CVE-2024-6342: Critical Command Injection Flaw in Zyxel NAS Devices, Hotfixes Released for End-of-Support Products

by do son · September 9, 2024

Zyxel has released critical hotfixes for two of its NAS products, NAS326 and NAS542, which have already reached their end-of-vulnerability-support lifecycle. These devices are susceptible to a command injection vulnerability (CVE-2024-6342), which carries a severity score of 9.8 on the CVSS scale, making it a critical threat.

The vulnerability lies within the export-cgi program of the affected NAS devices. It allows an unauthenticated attacker to remotely execute operating system commands by sending a maliciously crafted HTTP POST request. If exploited, this could lead to a complete compromise of the NAS system, enabling attackers to gain control, exfiltrate data, or launch further attacks on other systems within the network.

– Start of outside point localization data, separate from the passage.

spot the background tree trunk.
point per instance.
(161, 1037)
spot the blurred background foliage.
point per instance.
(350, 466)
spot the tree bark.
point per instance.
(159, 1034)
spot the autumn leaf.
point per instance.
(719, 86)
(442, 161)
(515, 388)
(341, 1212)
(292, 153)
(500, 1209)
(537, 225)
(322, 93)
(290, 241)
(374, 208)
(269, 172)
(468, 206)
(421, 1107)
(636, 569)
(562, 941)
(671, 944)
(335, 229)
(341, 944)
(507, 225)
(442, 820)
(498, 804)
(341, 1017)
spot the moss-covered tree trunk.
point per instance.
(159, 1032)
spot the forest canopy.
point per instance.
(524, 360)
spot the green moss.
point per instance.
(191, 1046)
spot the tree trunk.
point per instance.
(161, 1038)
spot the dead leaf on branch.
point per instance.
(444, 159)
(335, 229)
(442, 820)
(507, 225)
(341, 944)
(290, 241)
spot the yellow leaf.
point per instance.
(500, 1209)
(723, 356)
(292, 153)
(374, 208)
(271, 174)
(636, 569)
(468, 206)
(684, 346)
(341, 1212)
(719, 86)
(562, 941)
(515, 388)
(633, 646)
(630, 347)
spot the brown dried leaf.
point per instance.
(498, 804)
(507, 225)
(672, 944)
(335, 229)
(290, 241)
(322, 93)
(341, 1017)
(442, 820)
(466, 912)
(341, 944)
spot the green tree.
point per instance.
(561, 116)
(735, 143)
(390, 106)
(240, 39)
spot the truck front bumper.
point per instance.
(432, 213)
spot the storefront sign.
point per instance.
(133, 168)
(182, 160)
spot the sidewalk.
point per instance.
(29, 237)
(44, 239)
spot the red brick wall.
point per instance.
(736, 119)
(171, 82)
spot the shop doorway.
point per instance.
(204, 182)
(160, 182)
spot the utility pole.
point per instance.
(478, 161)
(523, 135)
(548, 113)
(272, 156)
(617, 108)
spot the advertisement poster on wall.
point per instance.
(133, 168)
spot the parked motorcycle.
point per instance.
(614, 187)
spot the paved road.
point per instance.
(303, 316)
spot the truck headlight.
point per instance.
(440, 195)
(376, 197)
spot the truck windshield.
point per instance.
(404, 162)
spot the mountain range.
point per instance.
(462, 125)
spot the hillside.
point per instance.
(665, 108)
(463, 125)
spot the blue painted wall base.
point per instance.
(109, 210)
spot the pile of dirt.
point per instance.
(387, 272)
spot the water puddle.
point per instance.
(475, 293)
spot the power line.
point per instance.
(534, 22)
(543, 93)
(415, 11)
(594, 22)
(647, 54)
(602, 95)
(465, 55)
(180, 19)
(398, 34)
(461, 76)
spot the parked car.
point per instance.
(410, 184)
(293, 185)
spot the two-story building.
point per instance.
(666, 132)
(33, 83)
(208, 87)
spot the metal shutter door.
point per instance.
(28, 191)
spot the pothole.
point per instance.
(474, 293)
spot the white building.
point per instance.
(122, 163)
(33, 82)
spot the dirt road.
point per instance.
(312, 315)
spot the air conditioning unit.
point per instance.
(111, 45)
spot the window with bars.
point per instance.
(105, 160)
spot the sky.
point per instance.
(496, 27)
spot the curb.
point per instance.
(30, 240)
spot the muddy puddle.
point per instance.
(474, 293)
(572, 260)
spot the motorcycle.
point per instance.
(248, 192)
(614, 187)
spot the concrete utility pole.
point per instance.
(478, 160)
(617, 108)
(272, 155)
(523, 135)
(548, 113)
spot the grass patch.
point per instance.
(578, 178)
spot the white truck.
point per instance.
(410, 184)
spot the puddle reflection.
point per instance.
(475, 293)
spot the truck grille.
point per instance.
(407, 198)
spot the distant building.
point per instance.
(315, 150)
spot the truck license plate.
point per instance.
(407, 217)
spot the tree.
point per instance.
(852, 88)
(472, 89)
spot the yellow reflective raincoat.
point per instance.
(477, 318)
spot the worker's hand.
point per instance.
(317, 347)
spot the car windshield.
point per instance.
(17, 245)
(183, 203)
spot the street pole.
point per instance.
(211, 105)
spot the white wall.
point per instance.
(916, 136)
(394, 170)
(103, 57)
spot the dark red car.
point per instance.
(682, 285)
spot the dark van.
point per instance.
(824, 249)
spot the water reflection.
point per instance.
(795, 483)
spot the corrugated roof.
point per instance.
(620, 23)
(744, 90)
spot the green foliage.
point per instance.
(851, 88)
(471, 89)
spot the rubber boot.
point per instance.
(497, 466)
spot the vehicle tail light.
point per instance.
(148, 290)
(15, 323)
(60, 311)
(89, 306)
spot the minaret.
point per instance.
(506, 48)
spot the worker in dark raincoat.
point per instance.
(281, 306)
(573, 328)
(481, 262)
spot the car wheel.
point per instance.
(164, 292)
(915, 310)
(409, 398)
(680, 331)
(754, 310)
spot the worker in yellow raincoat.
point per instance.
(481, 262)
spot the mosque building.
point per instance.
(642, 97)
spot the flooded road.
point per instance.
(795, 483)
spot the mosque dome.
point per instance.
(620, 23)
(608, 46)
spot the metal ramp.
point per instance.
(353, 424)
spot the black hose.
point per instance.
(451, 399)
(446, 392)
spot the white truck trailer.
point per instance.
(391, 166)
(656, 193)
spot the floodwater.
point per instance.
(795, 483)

Vulnerable Products and Versions

Zyxel NAS326: Versions V5.21(AAZF.18)C0 and earlier
Zyxel NAS542: Versions V5.21(ABAG.15)C0 and earlier

Although these devices reached their end-of-vulnerability-support on December 31, 2023, Zyxel has taken the exceptional step of providing hotfixes to address this critical flaw due to its severity and potential impact on users.

Hotfix Availability

Zyxel has urged users of the affected devices to install the hotfixes immediately to ensure optimal protection. The hotfixes are available for download on Zyxel’s official support page:

NAS326: Version V5.21(AAZF.18)Hotfix-01
NAS542: Version V5.21(ABAG.15)Hotfix-01

The Importance of Prompt Action

Given the critical nature of the CVE-2024-6342 vulnerability, it is essential for all NAS326 and NAS542 users, even those using these devices beyond their official support period, to apply the hotfixes. Unpatched systems are at high risk of being targeted by malicious actors who can exploit the vulnerability to take full control of the device and execute unauthorized operations.

For organizations or individuals that rely on Zyxel NAS devices for their data storage needs, this hotfix serves as a final line of defense. Since no further vulnerability support will be provided for these devices, users should also consider migrating to newer, supported hardware to avoid future risks.